Where are all the architects? Where is common sense?

The truth is, it’s easy to mess up a house when adding space. Owners must meet zoning requirements and get financing, but there’s no regulation on design. Contractors and building-supply stores may be geared to one-size-fits-all solutions. The need for space is urgent, and the space gets added. The project costs more than expected, yet the addition doesn’t look right. The rest of the house is unimproved.

An addition might transform the whole house. This makeover designed by Howard Miller of The Johnson Partnership in Seattle added a full front porch and an extended second story to a builder’s bungalow. Downstairs rooms (including a new kitchen) were agreeably repurposed, and the upstairs now offers three bedrooms, a bath, and a master suite. (Photos: Howard Miller)

Adding on to an existing house should enhance the livability of the whole house—and even add to its character. Design guidelines are not really that hard to grasp; it’s just that few people are taught them. If you plan anything bigger than a dormer or a 3′ bump-out on the rear, you probably want to hire an architect or architectural designer.

Identify the Program

People add to houses so they don’t have to move. This can be compelling: It’s hard to leave a beloved house, a neighborhood, the lilacs you planted. Sometimes, though, moving is a simpler and cheaper solution. Also, zoning restrictions and market forces may go against adding on. If you’ve determined an addition makes sense, you’re ready to consider the program, or your list of requirements. What problem(s) are you trying to solve?

In discussions with your architect or design-build company, the program helps them address the whole house, not just the addition. If traffic flow is a problem, moving a doorway or adding a hall in the existing house may be part of construction when you bump out the kitchen.

Compatibility of the addition with the original house has more to do with its form (massing) and proportion than with specific details. That said, most old-house owners prefer to carry materials through to the addition, creating a quiet transition. Seamless additions will:

  • Respond to the site, making full use of high points, slopes, landscape features, and orientation.
  • Go beyond the “letter of the law” on such things as percentage-of-lot, setbacks, and height restrictions so the addition doesn’t overpower the original house or look out of place in the neighborhood.
  • Incorporate traditional materials (clapboards, local stone and brick, stucco) and even salvaged building elements.

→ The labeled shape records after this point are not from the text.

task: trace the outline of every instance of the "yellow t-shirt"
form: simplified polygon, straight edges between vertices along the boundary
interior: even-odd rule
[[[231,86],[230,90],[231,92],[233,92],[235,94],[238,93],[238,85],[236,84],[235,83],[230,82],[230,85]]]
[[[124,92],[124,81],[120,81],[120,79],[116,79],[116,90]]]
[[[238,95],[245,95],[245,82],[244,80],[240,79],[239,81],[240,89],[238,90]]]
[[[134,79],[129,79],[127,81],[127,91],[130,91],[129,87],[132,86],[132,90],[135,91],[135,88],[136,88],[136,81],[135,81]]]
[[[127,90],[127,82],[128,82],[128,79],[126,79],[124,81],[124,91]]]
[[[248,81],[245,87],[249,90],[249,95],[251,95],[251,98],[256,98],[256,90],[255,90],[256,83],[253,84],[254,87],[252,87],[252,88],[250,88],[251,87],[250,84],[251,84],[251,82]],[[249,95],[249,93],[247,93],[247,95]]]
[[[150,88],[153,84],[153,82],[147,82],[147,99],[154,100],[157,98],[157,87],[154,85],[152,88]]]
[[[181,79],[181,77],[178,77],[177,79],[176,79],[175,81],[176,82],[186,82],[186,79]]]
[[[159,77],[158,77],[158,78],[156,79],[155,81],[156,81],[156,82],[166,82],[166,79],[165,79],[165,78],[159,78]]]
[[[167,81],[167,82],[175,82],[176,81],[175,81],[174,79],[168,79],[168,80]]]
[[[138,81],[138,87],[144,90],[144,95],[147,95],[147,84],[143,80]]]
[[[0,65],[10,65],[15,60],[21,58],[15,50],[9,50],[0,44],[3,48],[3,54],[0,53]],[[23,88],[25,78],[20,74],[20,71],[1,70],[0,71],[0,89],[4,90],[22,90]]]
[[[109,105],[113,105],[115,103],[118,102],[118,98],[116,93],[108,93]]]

Architectural details carry over from the original 1914 Arts & Crafts house to this addition, which replaced an earlier attempt. Modest in scale, it nevertheless houses a family room and eating area and allowed for a mud/laundry room between yard and kitchen. (Photo: Troy Thies)

Problem Solvers

Vying for first place in “why to add on” is to expand a kitchen. Old-house kitchens often were built as small, utilitarian rooms at the back of the house and closed off to other areas. This is not how we use kitchens today. A kitchen addition often includes an eating area, a pantry, a family room, a mudroom or family entry, or a powder room. Adding an attached garage is common. Second-story expansion is, too: The master suite is with us to stay. People add on to accommodate in-laws, returning adult children, or frequent guests.

Whatever your reason for adding on, consider it an opportunity to improve the house overall. And look forward to resale, however many years from now!